This is in principle a highly relevant and in key parts still barely understood matter. However, I have several issues with the manuscript of which the key points are i) lack of novelty and ii) that only circumstantial evidence is presented.

I see only incremental new insights that in my opinion do not move the field forward or provide real answers. Moreover, the authors want to put the message forward that mainly kinetic difference and not the signals quality determine the outcome of high versus low affinity signaling. While this is an interesting hypothesis, the authors present only circumstantial evidence and do not establish a causal relationship.

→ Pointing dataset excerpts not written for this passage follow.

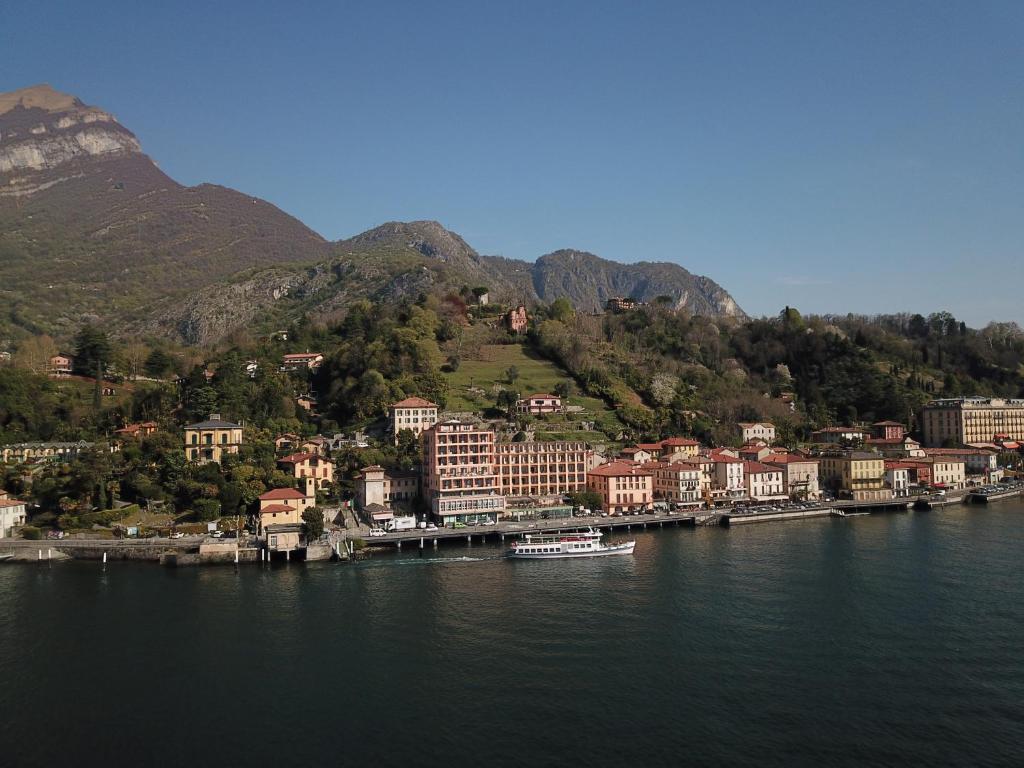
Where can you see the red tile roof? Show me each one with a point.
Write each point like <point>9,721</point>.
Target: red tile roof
<point>757,468</point>
<point>619,469</point>
<point>298,458</point>
<point>282,495</point>
<point>414,402</point>
<point>276,508</point>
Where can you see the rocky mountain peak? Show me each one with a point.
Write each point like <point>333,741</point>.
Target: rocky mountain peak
<point>428,238</point>
<point>43,130</point>
<point>42,96</point>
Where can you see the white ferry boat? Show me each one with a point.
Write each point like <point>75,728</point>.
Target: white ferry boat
<point>587,544</point>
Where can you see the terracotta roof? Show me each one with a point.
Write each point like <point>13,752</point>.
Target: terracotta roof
<point>619,469</point>
<point>276,508</point>
<point>414,402</point>
<point>787,459</point>
<point>679,441</point>
<point>757,468</point>
<point>214,424</point>
<point>282,495</point>
<point>298,458</point>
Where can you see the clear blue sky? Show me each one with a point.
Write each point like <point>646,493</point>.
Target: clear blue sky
<point>837,157</point>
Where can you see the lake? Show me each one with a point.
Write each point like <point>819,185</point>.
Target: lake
<point>879,640</point>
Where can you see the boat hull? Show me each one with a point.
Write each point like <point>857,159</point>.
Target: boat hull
<point>614,549</point>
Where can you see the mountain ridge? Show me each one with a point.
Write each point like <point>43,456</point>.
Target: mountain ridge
<point>90,227</point>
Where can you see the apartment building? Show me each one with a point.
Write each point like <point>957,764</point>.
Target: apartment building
<point>888,430</point>
<point>764,482</point>
<point>301,361</point>
<point>624,486</point>
<point>856,474</point>
<point>12,515</point>
<point>757,430</point>
<point>676,481</point>
<point>965,420</point>
<point>461,476</point>
<point>283,506</point>
<point>540,404</point>
<point>309,465</point>
<point>376,486</point>
<point>977,461</point>
<point>414,414</point>
<point>898,477</point>
<point>839,435</point>
<point>947,472</point>
<point>210,440</point>
<point>730,479</point>
<point>541,468</point>
<point>800,474</point>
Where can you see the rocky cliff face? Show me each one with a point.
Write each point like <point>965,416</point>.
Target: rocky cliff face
<point>90,226</point>
<point>43,131</point>
<point>589,282</point>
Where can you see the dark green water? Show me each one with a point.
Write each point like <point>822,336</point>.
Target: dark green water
<point>884,640</point>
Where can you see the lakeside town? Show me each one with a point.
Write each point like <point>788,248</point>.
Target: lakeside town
<point>468,469</point>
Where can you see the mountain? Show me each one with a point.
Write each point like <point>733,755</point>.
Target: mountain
<point>589,282</point>
<point>89,225</point>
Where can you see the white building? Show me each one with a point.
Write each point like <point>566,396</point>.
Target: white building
<point>414,414</point>
<point>898,478</point>
<point>757,430</point>
<point>12,515</point>
<point>729,476</point>
<point>764,483</point>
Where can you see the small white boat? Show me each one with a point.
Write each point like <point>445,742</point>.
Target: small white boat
<point>587,544</point>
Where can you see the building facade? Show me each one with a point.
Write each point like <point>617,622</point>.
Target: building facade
<point>857,474</point>
<point>541,468</point>
<point>414,414</point>
<point>764,483</point>
<point>210,440</point>
<point>800,475</point>
<point>12,515</point>
<point>540,404</point>
<point>309,466</point>
<point>679,482</point>
<point>283,506</point>
<point>964,420</point>
<point>302,361</point>
<point>375,485</point>
<point>461,477</point>
<point>624,486</point>
<point>757,430</point>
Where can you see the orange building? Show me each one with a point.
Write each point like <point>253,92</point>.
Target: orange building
<point>624,486</point>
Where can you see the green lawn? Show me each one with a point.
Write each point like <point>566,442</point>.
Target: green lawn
<point>536,376</point>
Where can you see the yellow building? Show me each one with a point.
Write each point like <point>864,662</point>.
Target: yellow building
<point>283,506</point>
<point>210,440</point>
<point>624,486</point>
<point>966,420</point>
<point>857,474</point>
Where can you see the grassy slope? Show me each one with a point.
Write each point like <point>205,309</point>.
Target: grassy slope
<point>536,375</point>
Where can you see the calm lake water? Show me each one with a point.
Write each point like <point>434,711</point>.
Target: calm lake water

While we agree that the insights we were able to gather from our study were limited by the number of detectable dynamic markers, we believe that this information is nonetheless valuable to share across the field so that future efforts can build upon our experimental set-up and results as described in response to reviewer 1 point 3.

In light of the limited number of dynamic signalling molecules we profiled in the current study and to address the possibility that other unmeasured signalling events do not respond to different strengths of stimulation with altered activation rates, we have also added appropriate caveats to our conclusions in the text (Abstract, Introduction and Discussion):

Abstract: “Using mass cytometry to simultaneously measure multiple signalling pathways, we found a programme of distal signalling events that is shared, regardless of the strength of TCR stimulation.”

Introduction: “Our data suggest that the coordination of the TCR-induced signalling pathways that we tested does not vary with stimulation strength.”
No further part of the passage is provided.